If her current utility function is even a little bit different from Friendliness, and she expects she has the capacity to self-modify unto superintelligence, then I’d be very surprised if she actually modified her utility function to be closer to Friendliness; that would constitute a huge opportunity cost from her perspective. If she understands Friendliness well enough to know how to actually adjust closer to it, then she knows a whole lot about humans, probably well enough to give her much better options (persuasion, trickery, blackmail, hypnosis, etc.) than sacrificing a gigantic portion of her potential future utility.
At least, at a first naive view. Hence a search for reasons that might overcome that argument.
But she won’t be searching for reasons not to kill all humans, and she knows that any argument on our part is filtered by our desire not to be exterminated and therefore can’t be trusted.
Arguments are arguments. She’s welcome to search for opposite arguments.

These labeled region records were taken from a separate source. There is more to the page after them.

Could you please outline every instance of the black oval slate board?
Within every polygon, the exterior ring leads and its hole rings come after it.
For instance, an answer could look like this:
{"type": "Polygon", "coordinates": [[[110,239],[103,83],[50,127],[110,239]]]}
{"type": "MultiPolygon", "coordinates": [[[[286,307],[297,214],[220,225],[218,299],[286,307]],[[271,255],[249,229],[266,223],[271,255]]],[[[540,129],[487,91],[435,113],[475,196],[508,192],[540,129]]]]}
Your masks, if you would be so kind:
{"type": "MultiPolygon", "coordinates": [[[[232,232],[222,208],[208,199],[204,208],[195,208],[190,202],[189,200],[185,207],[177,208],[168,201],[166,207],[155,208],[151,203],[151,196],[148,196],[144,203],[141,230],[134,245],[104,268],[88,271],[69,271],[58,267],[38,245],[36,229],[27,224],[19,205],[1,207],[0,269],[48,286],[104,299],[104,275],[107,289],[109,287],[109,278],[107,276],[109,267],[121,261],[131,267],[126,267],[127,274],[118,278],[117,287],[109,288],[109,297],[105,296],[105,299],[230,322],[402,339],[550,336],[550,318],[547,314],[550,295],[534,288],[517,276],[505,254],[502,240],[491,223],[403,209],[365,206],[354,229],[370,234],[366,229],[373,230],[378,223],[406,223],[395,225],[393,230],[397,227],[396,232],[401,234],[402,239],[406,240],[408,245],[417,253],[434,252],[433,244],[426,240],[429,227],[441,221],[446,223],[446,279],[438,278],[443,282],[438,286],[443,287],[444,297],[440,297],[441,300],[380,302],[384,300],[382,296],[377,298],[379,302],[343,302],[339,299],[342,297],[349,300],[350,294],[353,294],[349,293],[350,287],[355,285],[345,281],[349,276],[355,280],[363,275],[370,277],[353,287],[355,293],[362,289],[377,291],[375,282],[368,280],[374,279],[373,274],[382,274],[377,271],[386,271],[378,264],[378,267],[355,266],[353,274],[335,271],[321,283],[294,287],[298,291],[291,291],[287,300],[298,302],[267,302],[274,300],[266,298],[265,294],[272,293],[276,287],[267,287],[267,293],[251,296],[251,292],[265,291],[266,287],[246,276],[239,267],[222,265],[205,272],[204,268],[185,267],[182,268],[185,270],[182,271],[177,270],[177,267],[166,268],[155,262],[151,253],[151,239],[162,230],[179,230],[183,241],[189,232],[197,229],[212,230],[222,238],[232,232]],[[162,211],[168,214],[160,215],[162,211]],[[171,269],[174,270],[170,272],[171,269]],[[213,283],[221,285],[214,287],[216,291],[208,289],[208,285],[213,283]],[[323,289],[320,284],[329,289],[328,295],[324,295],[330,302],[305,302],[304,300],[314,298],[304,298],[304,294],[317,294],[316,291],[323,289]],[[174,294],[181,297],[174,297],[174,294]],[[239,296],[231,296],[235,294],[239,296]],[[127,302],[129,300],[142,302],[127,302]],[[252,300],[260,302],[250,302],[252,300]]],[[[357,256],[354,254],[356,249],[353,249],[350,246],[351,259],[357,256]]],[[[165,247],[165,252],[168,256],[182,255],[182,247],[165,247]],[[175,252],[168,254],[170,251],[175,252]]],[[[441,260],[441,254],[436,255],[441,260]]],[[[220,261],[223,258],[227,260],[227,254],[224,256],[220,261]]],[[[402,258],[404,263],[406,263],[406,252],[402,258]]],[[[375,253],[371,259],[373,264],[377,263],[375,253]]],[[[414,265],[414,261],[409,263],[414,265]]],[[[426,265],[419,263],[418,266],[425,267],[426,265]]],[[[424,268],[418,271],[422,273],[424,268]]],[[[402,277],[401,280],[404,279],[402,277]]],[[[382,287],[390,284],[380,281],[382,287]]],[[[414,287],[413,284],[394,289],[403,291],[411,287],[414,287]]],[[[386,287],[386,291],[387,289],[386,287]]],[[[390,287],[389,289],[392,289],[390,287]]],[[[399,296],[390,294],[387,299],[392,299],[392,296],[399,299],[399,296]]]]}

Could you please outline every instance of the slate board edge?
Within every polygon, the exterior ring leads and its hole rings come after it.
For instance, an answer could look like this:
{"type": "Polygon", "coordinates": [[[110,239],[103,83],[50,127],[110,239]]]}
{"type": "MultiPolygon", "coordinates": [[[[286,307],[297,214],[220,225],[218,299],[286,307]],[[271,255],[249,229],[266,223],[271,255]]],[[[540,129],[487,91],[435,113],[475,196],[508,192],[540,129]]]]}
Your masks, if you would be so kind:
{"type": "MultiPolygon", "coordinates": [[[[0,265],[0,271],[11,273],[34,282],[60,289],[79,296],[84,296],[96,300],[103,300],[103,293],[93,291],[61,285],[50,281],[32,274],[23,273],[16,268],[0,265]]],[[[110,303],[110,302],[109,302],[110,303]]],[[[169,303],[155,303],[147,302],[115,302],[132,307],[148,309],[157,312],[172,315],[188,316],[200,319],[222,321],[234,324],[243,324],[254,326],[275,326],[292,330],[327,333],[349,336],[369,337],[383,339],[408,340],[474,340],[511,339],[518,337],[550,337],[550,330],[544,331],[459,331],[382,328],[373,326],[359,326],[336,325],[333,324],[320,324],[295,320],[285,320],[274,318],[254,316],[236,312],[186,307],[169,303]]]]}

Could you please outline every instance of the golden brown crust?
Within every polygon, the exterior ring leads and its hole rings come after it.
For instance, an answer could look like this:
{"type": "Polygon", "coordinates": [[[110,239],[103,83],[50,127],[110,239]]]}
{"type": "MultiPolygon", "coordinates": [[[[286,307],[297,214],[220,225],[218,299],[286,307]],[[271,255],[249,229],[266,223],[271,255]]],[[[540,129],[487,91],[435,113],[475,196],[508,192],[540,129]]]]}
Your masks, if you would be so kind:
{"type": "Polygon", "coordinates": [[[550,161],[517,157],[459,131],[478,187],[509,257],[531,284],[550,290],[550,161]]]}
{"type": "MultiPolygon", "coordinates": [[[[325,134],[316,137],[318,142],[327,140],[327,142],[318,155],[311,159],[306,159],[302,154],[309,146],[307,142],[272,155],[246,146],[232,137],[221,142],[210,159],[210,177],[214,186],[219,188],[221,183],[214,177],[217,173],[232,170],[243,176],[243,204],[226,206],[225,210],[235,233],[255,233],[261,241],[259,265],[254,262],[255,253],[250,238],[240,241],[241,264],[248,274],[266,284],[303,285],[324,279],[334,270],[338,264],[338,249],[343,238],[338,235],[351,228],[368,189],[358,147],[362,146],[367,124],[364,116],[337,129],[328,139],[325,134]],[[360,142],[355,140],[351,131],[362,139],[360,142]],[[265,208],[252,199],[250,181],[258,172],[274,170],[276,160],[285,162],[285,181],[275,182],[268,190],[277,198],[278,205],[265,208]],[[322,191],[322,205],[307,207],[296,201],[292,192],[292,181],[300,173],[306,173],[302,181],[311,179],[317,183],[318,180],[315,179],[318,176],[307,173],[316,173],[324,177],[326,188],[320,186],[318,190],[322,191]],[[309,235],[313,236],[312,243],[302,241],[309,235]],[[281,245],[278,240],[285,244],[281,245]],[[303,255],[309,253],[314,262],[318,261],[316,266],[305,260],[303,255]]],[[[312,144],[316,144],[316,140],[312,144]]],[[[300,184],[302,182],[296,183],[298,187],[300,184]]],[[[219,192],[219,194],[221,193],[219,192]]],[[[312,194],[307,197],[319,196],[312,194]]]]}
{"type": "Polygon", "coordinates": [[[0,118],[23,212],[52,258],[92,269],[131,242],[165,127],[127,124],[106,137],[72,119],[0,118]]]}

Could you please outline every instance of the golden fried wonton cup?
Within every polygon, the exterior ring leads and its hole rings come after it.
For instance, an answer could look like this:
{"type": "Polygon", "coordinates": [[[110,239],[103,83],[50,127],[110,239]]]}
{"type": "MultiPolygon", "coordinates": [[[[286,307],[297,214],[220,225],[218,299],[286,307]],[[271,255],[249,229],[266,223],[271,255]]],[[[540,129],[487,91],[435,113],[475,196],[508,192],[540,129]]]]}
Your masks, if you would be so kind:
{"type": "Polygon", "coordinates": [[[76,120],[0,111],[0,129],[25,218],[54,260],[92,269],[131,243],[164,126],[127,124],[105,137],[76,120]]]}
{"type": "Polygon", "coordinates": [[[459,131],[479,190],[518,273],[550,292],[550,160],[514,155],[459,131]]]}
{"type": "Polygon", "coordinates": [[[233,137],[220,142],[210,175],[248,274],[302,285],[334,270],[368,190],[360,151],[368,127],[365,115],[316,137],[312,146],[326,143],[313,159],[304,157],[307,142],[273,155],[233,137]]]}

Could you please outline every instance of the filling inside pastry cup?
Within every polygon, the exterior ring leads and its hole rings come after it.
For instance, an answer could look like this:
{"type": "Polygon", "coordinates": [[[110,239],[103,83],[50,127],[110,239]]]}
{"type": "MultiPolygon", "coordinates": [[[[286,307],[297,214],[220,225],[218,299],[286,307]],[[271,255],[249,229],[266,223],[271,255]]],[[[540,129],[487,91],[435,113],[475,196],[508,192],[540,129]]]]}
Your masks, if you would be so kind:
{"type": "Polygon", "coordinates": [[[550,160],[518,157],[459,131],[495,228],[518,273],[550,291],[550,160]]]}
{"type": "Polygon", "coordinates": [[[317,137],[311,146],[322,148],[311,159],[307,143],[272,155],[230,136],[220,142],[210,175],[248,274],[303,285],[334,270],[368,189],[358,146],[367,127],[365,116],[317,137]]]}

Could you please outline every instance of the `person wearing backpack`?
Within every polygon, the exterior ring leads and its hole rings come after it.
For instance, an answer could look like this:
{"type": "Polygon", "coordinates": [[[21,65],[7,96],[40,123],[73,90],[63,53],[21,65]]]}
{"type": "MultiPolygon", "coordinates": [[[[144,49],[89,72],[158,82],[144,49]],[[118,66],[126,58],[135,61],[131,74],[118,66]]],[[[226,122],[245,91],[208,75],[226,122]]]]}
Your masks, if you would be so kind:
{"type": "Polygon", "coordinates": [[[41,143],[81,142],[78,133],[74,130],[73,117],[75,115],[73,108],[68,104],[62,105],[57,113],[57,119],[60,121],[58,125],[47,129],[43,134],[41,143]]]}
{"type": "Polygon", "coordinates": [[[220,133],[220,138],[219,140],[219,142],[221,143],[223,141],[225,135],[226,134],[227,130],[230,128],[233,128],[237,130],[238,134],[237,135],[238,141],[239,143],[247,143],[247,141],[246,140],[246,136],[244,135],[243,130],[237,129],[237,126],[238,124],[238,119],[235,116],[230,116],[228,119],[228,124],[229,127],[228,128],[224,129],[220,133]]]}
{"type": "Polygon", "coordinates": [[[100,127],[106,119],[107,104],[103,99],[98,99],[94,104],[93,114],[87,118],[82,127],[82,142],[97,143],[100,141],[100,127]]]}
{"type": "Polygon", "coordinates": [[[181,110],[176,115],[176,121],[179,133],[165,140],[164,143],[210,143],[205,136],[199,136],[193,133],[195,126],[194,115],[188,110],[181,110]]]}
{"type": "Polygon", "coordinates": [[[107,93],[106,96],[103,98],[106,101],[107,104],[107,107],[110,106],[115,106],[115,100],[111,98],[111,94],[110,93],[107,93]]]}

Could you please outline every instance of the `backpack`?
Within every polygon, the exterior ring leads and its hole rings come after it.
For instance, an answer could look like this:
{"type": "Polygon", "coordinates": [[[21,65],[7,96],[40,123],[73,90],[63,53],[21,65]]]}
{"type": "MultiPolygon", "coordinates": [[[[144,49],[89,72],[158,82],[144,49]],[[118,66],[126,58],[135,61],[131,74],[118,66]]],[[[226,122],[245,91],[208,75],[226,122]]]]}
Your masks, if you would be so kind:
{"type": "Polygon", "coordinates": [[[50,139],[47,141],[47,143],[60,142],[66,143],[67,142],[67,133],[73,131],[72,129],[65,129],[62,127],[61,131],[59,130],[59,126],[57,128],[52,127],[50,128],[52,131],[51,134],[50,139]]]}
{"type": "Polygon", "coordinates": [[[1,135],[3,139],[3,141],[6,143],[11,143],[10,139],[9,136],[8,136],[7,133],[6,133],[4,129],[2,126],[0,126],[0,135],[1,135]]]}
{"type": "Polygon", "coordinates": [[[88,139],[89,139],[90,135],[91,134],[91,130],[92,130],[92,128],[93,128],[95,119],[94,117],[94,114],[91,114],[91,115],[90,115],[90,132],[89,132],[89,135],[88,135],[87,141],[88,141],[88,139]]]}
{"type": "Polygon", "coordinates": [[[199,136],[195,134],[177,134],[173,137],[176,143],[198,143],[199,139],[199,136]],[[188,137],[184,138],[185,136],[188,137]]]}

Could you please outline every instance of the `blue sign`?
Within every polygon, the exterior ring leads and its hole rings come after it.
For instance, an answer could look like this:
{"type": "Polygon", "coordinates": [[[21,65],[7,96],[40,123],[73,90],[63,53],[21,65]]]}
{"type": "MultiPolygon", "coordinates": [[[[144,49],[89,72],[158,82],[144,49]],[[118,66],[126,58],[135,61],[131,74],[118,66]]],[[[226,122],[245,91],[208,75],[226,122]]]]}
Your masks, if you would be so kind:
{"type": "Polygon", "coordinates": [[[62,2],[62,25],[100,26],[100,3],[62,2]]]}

A well-designed optimization agent probably isn’t going to have some verbal argument processor separate from its general evidence processor. There’s no rule that says she either has to accept or refute humans’ arguments explicitly; as Professor Quirrell put it, “The import of an act lies not in what that act resembles on the surface, but in the states of mind which make that act more or less probable.” If she knows the causal structure behind a human’s argument, and she knows that it doesn’t bottom out in the actual kind of epistemology that would be neccessary to entangle it with the information that it claims to provide, then she can just ignore it, and she’d be correct to do so. If she wants to kill all humans, then the bug is her utility function, not the part that fails to be fooled into changing her utility function by humans’ clever arguments. That’s a feature.
… but if she wants to kill all humans, then she’s not Alice as given in the example!
Alice may even be totally on board with keeping humans alive, but have a weird way of looking at things that could possibly result in effects that would fit on the Friendly AI critical failure table.
The idea is to provide environmental influences so she thinks to put in the work to avoid those errors.